I have a vast supply of medical and first aid items from the years of dialysis that I intend to donate or barter should the occasion arise. I also have skills in herbal remedies. My skill set as a caregiver insures my worth in a group. What skill sets do you have that may help you survive in such a scenario? If you haven’t thought about what you’d need to do in this type of situation, or might end up being the one to care for a chronically ill person, it would be of great benefit to take a CPR and First Aid class, or invest in an EMT used textbook. Learn as much as you can about the condition your loved one has, so you are better equipped to handle it. Read about hospice, and yes, read about dying. Elizabeth Kubler-Ross wrote a wonderful book titled On Death and Dying. I suggest it to anyone caring for the chronically ill. Having some foundation to act on will make the journey you and your loved one face together less of a surprise. Ask your health provider about your condition, in the instance of a disaster much like Hurricane Sandy, what will happen. What is the worst case scenario? What kind of symptoms can I expect as my condition worsens? What can I discuss with my spouse or family to make it easier to care for me?
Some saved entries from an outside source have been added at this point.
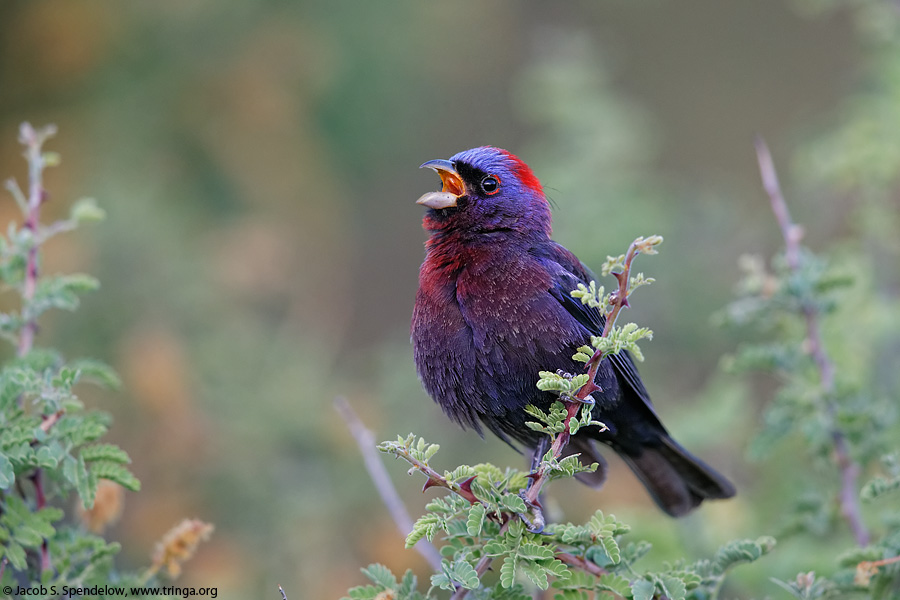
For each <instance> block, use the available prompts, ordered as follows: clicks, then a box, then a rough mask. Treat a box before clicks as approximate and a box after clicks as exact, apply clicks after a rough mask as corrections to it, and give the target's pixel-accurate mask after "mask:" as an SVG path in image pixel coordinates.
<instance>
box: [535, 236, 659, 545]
mask: <svg viewBox="0 0 900 600" xmlns="http://www.w3.org/2000/svg"><path fill="white" fill-rule="evenodd" d="M652 245H653V242H651V241H650V240H645V239H643V238H638V239H636V240H635V241H633V242H632V243H631V245H630V246H629V247H628V252H626V253H625V261H624V263H623V265H624V268H623V269H622V271H621V272H614V273H613V275H614V276H615V277H616V280H617V281H618V282H619V287H618V289H617V290H616V291H615V292H613V293H612V294H611V295H610V310H609V314H607V315H606V324H605V325H604V327H603V333H602V334H600V337H608V336H609V334H610V332H611V331H612V328H613V326H614V325H615V323H616V319H617V318H618V316H619V313H620V312H621V311H622V309H623V308H624V307H626V306H628V282H629V280H630V277H631V263H632V262H633V261H634V259H635V257H637V255H638V254H640V253H641V252H647V251H648V250H650V248H651V246H652ZM602 358H603V352H602V351H601V350H597V351H595V352H594V355H593V356H591V359H590V360H589V361H588V363H587V366H588V381H587V383H586V384H584V385H583V386H581V388H579V389H578V391H577V392H576V393H575V395H574V397H572V398H565V397H562V398H561V400H562V401H563V402H564V403H565V405H566V411H567V413H566V419H565V422H564V423H565V429H564V430H563V432H562V433H560V434H559V435H558V436H557V437H556V439H555V440H553V444H552V445H551V446H550V451H551V452H552V453H553V457H554V458H555V459H559V458H560V457H561V456H562V453H563V450H564V449H565V447H566V445H567V444H568V443H569V438H570V437H571V434H570V433H569V431H570V429H569V422H570V421H571V420H572V419H573V418H575V416H576V415H577V414H578V410H579V409H580V408H581V406H582V405H583V404H585V403H591V401H590V400H589V398H588V397H589V396H590V395H591V394H592V393H593V392H595V391H598V390H600V388H599V387H598V386H597V384H595V383H594V379H595V378H596V377H597V371H598V370H599V369H600V364H601V363H602V362H603V360H602ZM549 476H550V469H549V466H548V465H547V463H546V461H542V462H541V464H540V465H539V466H538V468H537V470H536V471H535V472H534V473H532V483H531V485H530V486H529V488H528V490H527V491H526V492H525V502H526V503H528V505H529V506H531V507H533V509H534V516H535V523H533V524H531V525H532V527H531V528H532V529H534V530H537V531H540V530H541V529H543V525H544V520H543V515H542V514H541V508H540V500H539V497H540V493H541V488H542V487H543V486H544V484H545V483H546V482H547V480H548V479H549Z"/></svg>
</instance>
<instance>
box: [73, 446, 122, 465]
mask: <svg viewBox="0 0 900 600" xmlns="http://www.w3.org/2000/svg"><path fill="white" fill-rule="evenodd" d="M81 457H82V458H83V459H84V461H85V462H91V461H98V460H105V461H108V462H114V463H119V464H123V465H124V464H129V463H130V462H131V459H130V458H129V457H128V454H127V453H126V452H125V451H124V450H122V449H121V448H119V447H118V446H116V445H115V444H93V445H91V446H85V447H84V448H82V449H81Z"/></svg>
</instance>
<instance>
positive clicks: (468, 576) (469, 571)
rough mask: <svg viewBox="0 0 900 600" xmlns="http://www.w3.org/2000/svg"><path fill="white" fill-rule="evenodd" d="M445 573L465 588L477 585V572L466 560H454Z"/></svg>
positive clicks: (477, 580)
mask: <svg viewBox="0 0 900 600" xmlns="http://www.w3.org/2000/svg"><path fill="white" fill-rule="evenodd" d="M447 574H448V576H450V578H451V579H453V581H455V582H457V583H458V584H459V585H461V586H463V587H464V588H466V589H467V590H474V589H475V588H476V587H478V572H477V571H475V567H473V566H472V565H471V564H469V562H468V561H465V560H462V559H460V560H457V561H455V562H454V563H453V565H452V566H451V567H450V570H449V572H448V573H447Z"/></svg>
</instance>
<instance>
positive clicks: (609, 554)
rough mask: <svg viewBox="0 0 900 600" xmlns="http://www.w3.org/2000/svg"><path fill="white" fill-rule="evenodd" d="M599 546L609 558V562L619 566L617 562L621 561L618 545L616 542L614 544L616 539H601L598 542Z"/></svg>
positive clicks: (610, 538)
mask: <svg viewBox="0 0 900 600" xmlns="http://www.w3.org/2000/svg"><path fill="white" fill-rule="evenodd" d="M600 544H601V545H602V546H603V549H604V550H605V551H606V555H607V556H608V557H609V560H611V561H612V563H613V564H616V565H617V564H619V561H621V560H622V555H621V553H620V552H619V544H618V542H616V539H615V538H611V537H608V538H602V539H601V540H600Z"/></svg>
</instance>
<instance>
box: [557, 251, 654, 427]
mask: <svg viewBox="0 0 900 600" xmlns="http://www.w3.org/2000/svg"><path fill="white" fill-rule="evenodd" d="M549 251H550V256H549V257H548V258H552V259H553V260H554V261H555V262H556V263H557V264H559V265H560V266H561V267H562V270H561V272H560V273H559V275H558V276H557V277H556V278H555V279H554V282H555V286H554V288H553V289H551V290H550V293H551V294H552V295H553V296H554V297H555V298H556V299H557V300H558V301H559V303H560V304H562V305H563V307H564V308H565V309H566V311H567V312H568V313H569V314H570V315H572V317H574V318H575V320H576V321H578V322H579V323H580V324H581V325H582V326H583V327H584V328H585V329H587V330H588V331H589V332H590V333H591V334H592V335H600V334H601V333H603V327H604V325H605V324H606V319H605V318H604V316H603V315H601V314H600V311H599V310H597V309H596V308H592V307H590V306H588V305H587V304H582V302H581V300H579V299H577V298H573V297H572V295H571V292H572V290H574V289H576V288H577V287H578V284H579V283H583V284H585V285H589V284H590V282H591V281H592V280H593V281H597V277H596V276H595V275H594V274H593V272H591V270H590V269H589V268H587V267H586V266H585V265H584V264H583V263H582V262H581V261H580V260H578V258H577V257H576V256H575V255H574V254H572V253H571V252H570V251H568V250H567V249H565V248H564V247H562V246H560V245H559V244H556V243H555V242H554V243H552V245H551V246H550V248H549ZM609 360H610V362H611V363H612V365H613V367H614V368H615V371H616V374H617V375H618V376H619V378H620V380H622V381H623V382H624V383H626V384H627V385H628V387H630V388H631V391H632V392H633V393H634V395H635V396H637V397H638V398H640V399H641V401H642V402H643V403H644V404H645V405H646V407H647V408H648V409H649V410H650V412H651V413H653V415H654V416H656V411H655V410H654V409H653V403H652V402H651V401H650V394H649V393H648V392H647V388H645V387H644V384H643V382H642V381H641V376H640V375H639V374H638V372H637V368H636V367H635V366H634V361H633V360H632V358H631V355H630V354H629V353H628V351H625V350H623V351H622V352H620V353H619V354H614V355H612V356H610V357H609Z"/></svg>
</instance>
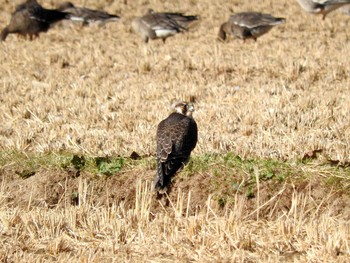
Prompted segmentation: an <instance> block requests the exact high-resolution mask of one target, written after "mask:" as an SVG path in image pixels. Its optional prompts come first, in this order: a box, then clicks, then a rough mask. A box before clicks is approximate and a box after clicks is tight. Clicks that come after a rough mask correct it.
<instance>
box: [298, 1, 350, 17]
mask: <svg viewBox="0 0 350 263" xmlns="http://www.w3.org/2000/svg"><path fill="white" fill-rule="evenodd" d="M297 2H298V4H299V5H300V7H301V8H302V9H304V10H305V11H306V12H308V13H312V14H320V15H322V19H323V20H324V19H325V18H326V15H327V14H329V13H330V12H332V11H334V10H336V9H338V8H340V7H342V6H344V5H348V4H350V0H297Z"/></svg>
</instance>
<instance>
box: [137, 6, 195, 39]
mask: <svg viewBox="0 0 350 263" xmlns="http://www.w3.org/2000/svg"><path fill="white" fill-rule="evenodd" d="M197 19H198V17H197V16H185V15H183V14H182V13H157V12H154V11H153V10H152V9H149V11H148V12H147V14H146V15H144V16H142V17H135V18H134V19H133V21H132V23H131V26H132V28H133V30H134V31H135V32H136V33H138V34H139V35H140V36H141V37H142V39H143V40H144V42H145V43H148V40H149V39H158V38H160V39H162V40H163V42H165V40H166V39H167V38H168V37H170V36H173V35H175V34H177V33H180V32H182V31H184V30H187V28H188V25H189V24H190V23H191V22H192V21H194V20H197Z"/></svg>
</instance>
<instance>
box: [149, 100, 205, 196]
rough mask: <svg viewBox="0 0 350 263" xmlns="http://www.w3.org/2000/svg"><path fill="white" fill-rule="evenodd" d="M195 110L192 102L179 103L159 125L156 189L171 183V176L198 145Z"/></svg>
mask: <svg viewBox="0 0 350 263" xmlns="http://www.w3.org/2000/svg"><path fill="white" fill-rule="evenodd" d="M193 111H194V107H193V104H192V103H187V102H180V103H177V104H176V105H175V112H173V113H171V114H170V115H169V117H168V118H166V119H164V120H162V121H161V122H160V123H159V125H158V129H157V176H156V179H155V189H156V190H163V189H166V188H167V187H168V186H169V185H170V183H171V178H172V177H173V176H174V175H175V174H176V172H177V171H178V170H179V169H180V168H182V167H183V166H184V164H186V163H187V162H188V160H189V158H190V154H191V151H192V150H193V149H194V147H196V144H197V137H198V129H197V123H196V122H195V120H194V119H193V118H192V112H193Z"/></svg>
Of course, you will be reassured that nothing like that will happen, but at the risk of sounding like a tin foil hat-wearing Doomsday Prepper, a few innocent questions soon after an extremely damaging natural disaster would not seem that out of place.
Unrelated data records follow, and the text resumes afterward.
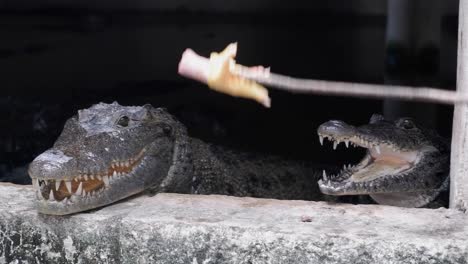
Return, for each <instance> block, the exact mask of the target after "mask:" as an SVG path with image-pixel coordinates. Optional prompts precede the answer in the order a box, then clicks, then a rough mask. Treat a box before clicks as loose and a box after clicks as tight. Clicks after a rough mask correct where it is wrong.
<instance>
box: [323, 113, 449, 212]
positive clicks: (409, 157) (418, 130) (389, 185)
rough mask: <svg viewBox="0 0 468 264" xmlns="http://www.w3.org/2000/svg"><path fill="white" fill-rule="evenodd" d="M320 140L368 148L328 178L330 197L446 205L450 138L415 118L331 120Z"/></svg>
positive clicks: (329, 194)
mask: <svg viewBox="0 0 468 264" xmlns="http://www.w3.org/2000/svg"><path fill="white" fill-rule="evenodd" d="M318 134H319V137H320V141H321V142H323V139H324V138H328V139H329V140H332V141H333V142H334V148H336V144H339V143H340V142H345V145H349V144H351V145H357V146H360V147H364V148H367V154H366V156H365V157H364V159H363V160H362V161H361V162H360V163H359V164H357V165H355V166H352V167H347V168H345V169H343V170H342V171H341V172H340V173H339V174H337V175H335V176H333V175H329V176H326V175H325V176H324V179H322V180H320V181H319V187H320V190H321V191H322V192H323V193H325V194H329V195H337V196H341V195H365V194H368V195H370V196H371V197H372V199H374V200H375V201H376V202H377V203H379V204H386V205H394V206H401V207H440V206H447V201H446V200H447V195H448V186H449V184H448V183H449V166H450V163H449V162H450V151H449V145H448V142H447V141H446V140H445V139H443V138H441V137H440V136H438V135H437V134H436V133H435V132H433V131H430V130H428V129H426V128H422V127H420V126H419V125H417V124H415V123H414V122H413V120H411V119H410V118H400V119H398V120H396V121H394V122H390V121H387V120H385V119H384V118H383V116H381V115H373V116H372V118H371V120H370V123H369V124H368V125H364V126H360V127H354V126H351V125H348V124H346V123H344V122H342V121H328V122H326V123H324V124H322V125H321V126H320V127H319V128H318Z"/></svg>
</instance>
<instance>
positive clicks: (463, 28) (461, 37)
mask: <svg viewBox="0 0 468 264" xmlns="http://www.w3.org/2000/svg"><path fill="white" fill-rule="evenodd" d="M467 12H468V0H460V7H459V16H458V55H457V91H458V92H459V93H460V94H464V95H465V94H468V49H467V45H468V32H466V30H465V29H468V19H466V15H467ZM451 155H452V156H451V164H450V208H457V209H461V210H466V209H467V206H468V204H467V201H468V105H467V104H457V105H455V110H454V116H453V132H452V153H451Z"/></svg>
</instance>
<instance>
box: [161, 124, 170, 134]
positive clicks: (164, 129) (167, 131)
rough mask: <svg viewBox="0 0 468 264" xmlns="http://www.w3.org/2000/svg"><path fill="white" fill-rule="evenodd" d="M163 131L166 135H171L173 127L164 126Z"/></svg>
mask: <svg viewBox="0 0 468 264" xmlns="http://www.w3.org/2000/svg"><path fill="white" fill-rule="evenodd" d="M163 132H164V134H165V135H170V134H171V133H172V127H170V126H167V125H166V126H163Z"/></svg>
I cannot place enough emphasis on having a positive mental outlook in the face of illness. In a SHTF world things will look bleak, and you might not want to go on. As a chronically ill person, you might not want to be a burden. You might even think about taking your own life in this type of situation, fearful of succumbing to your condition. This is a time to talk to your family or spouse, or group. Everyone deserves to enter and depart this world with dignity. It is up to the individual, family, spouse and the faith they hold to sustain them in survival. I have no doubt that somewhere there will be drugs that can be bartered or stockpiled that in a large enough dose could end a loved one’s suffering. Although I don’t condone that as a solution, I know that that could and would happen possibly on a larger scale than would be spoken about. I don’t think anyone who has not experienced a loved one’s death can truly say what they would do. It is a deep and personal choice that must be made with compassion, communication and love. It is our duty as families, spouses, communities to make sure that the chronically ill in our homes and neighborhoods are cared for to the best of our abilities, and offered safe and comfortable departures when they pass.